Jupyter Notebook Binder

CellTypist

Cell types classify cells based on public and private knowledge from studying transcription, morphology, function & other properties. Established cell types have well-characterized markers and properties; however, cell subtypes and states are continuously being discovered, refined and better understood.

In this notebook, we register the immune cell type vocabulary from CellTypist, a computational tool used for cell type classification in scRNA-seq data.

In the following Standardize metadata on-the-fly notebook, we’ll demonstrate how to curate datasets analyzed with CellTypist enrichment analysis and track the dataset with LaminDB.
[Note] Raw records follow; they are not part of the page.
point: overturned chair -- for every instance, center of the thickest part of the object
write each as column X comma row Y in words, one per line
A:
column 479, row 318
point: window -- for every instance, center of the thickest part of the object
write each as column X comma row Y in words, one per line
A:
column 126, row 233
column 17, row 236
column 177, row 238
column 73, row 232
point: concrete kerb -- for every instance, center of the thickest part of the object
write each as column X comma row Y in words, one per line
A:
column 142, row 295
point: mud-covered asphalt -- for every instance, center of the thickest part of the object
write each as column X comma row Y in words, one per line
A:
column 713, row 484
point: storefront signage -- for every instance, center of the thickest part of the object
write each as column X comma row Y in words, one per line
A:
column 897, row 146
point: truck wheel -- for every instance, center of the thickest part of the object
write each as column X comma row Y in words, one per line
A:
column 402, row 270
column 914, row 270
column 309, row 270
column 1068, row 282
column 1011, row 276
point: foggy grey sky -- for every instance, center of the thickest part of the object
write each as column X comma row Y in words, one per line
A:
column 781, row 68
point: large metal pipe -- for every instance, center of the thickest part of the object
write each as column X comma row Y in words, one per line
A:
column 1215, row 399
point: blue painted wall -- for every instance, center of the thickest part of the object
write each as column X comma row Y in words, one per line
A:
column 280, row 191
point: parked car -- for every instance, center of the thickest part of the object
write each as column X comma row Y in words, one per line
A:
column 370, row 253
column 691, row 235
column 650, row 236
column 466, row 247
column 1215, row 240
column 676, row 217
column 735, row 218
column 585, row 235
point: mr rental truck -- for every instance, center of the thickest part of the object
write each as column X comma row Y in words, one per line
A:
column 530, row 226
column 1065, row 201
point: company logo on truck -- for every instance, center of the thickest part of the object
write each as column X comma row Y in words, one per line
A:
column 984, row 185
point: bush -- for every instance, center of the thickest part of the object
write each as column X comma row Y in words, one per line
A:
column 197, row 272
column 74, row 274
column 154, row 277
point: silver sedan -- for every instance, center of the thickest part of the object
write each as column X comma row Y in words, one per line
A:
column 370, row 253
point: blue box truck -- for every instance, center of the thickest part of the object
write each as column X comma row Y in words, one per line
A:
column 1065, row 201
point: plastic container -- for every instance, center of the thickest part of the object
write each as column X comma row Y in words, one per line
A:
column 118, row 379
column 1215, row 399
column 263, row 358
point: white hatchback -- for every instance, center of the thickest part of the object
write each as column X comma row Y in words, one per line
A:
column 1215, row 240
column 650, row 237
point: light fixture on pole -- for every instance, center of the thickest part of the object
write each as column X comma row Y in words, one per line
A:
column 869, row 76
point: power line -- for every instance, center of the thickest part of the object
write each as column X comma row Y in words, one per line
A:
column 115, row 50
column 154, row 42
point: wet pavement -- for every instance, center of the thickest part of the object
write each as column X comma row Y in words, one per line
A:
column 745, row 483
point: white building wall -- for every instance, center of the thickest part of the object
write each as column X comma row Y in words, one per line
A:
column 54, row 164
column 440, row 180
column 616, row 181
# pip install 'lamindb[jupyter,bionty]'
!lamin load use-cases-registries
Hide code cell output
Entity has to be a laminhub URL or 'artifact' or 'transform'
Hide code cell content
# filter warnings from celltypist
import warnings

warnings.filterwarnings("ignore", message=".*The 'nopython' keyword.*")
import lamindb as ln
import bionty as bt
 connected lamindb: testuser1/use-cases-registries

Access CellTypist records

As a first step we will read in CellTypist’s immune cell encyclopedia

import pandas as pd

description = "CellTypist Pan Immune Atlas v2: basic cell type information"
celltypist_source_v2_url = "https://github.com/Teichlab/celltypist_wiki/raw/main/atlases/Pan_Immune_CellTypist/v2/tables/Basic_celltype_information.xlsx"

celltypist_df = pd.read_excel(celltypist_source_v2_url)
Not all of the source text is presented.